Previous studies, conducted before CT scanning revolutionized treatment planning for breast cancer patients, were limited by their ability to deliver radiation therapy accurately and to stage cancer properly, she said.

“We believe adding radiation is the right thing to do,” Mendenhall said. “In the randomized trials reported in the late ’90s, there was at least a 10 percentage point improvement in survival with the addition of radiation in all subgroups. It’s very clear that all patients with positive lymph nodes have a significant reduction in local recurrence, regional recurrence, distant metastases and death from breast cancer if radiation is added after mastectomy. In addition, there are patients without positive lymph nodes who may also be at high risk for local recurrence and thereby benefit from the radiation. These patients could be identified by tumor size, grade, location and other pathologic features.”

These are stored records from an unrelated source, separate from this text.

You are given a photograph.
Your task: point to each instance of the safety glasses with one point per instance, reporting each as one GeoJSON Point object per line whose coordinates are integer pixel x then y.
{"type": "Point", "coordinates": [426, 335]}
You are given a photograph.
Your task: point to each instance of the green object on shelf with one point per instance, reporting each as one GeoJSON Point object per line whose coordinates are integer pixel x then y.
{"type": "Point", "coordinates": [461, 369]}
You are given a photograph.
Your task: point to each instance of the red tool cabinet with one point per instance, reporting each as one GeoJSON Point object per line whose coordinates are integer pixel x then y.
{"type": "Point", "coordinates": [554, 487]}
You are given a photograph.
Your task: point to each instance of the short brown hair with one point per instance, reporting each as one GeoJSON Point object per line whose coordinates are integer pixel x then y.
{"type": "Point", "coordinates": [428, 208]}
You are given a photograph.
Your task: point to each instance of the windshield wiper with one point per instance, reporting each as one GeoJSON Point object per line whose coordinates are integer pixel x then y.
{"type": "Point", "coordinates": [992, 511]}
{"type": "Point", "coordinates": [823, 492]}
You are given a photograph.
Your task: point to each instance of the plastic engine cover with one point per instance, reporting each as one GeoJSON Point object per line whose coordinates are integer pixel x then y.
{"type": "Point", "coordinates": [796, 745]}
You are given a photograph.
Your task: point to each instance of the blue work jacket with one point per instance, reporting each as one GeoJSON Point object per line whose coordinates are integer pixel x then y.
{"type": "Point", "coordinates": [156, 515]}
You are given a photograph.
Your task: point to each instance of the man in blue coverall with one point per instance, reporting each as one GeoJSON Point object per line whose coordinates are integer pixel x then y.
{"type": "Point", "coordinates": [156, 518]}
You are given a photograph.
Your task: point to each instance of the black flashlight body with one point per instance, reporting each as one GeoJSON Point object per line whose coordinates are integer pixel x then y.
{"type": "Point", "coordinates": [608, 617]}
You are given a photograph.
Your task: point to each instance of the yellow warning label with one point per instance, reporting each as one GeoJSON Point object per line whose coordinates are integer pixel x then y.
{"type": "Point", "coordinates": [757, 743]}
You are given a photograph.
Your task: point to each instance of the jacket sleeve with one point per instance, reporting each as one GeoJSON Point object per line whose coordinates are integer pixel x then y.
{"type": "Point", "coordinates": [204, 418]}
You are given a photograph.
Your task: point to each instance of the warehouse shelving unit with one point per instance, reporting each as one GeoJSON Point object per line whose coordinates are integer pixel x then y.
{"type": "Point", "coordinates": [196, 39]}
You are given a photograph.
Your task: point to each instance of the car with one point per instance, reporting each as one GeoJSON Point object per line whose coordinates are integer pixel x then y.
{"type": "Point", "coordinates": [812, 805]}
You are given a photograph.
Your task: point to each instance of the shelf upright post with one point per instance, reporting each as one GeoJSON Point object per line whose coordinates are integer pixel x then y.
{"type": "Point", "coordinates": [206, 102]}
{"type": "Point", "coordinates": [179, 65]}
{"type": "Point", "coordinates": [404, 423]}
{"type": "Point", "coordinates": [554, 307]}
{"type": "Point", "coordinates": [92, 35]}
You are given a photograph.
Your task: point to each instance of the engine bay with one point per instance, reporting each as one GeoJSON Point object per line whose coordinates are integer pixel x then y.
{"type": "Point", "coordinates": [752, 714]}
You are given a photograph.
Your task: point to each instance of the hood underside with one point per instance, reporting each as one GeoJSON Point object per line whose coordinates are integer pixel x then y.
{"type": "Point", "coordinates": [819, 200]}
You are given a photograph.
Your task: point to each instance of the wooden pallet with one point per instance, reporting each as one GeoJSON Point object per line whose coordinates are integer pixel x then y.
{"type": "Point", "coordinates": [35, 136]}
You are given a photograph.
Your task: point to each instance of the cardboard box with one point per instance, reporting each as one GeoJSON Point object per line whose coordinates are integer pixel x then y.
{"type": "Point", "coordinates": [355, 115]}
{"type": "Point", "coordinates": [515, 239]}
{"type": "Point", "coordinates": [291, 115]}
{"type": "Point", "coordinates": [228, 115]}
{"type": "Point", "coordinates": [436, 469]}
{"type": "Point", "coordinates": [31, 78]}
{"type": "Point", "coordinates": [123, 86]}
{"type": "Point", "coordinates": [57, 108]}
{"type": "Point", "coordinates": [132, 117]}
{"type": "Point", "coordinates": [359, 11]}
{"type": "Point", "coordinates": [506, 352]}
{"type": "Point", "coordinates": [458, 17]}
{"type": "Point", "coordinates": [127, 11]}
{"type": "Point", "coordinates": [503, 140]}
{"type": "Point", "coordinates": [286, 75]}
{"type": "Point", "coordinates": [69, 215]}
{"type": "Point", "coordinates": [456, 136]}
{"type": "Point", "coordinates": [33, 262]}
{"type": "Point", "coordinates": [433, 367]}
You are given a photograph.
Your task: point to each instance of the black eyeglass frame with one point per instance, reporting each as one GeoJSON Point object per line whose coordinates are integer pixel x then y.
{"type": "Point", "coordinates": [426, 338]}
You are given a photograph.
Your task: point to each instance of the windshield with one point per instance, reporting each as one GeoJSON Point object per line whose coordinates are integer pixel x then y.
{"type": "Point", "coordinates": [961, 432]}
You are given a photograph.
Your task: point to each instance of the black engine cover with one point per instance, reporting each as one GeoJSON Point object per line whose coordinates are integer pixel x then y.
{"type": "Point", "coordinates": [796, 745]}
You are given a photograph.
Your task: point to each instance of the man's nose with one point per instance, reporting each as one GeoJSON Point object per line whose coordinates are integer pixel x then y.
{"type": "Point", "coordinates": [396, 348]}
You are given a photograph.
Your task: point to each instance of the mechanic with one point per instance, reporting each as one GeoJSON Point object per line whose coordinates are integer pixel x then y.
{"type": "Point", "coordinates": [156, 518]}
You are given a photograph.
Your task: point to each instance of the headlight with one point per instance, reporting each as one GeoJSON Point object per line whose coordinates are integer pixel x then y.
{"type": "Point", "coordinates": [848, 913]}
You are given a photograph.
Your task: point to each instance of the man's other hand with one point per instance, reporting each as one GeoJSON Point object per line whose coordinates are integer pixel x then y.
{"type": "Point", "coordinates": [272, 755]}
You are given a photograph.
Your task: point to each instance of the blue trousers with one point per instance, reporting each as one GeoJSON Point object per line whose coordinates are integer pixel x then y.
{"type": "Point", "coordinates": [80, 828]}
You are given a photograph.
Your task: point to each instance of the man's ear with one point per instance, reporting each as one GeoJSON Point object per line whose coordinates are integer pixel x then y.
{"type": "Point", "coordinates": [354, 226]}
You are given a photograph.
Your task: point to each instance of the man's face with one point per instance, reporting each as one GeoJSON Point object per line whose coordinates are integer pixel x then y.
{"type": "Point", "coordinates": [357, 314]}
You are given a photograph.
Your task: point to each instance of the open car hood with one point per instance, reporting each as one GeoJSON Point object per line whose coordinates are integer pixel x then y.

Radiation can cause temporary and occasionally permanent skin changes, and contribute to the risk of arm swelling. Rarely, the therapy damages the heart or lungs, or makes patients more prone to rib fractures. But UF researchers use a method of delivering the treatment called electron-beam radiotherapy, which they say is more likely to be accurate and to minimize adverse effects.

“It has the advantages of decreased radiation exposure to normal tissues, including the heart and lungs, and also the advantage of increased likelihood of treatment accuracy,” Mendenhall said. “In other words, it got us around some of the technical problems that probably flawed the early trials and precluded documentation of the benefits of radiation. This technique kept us from making the same technical mistakes that were probably made in some of the early randomized trials.”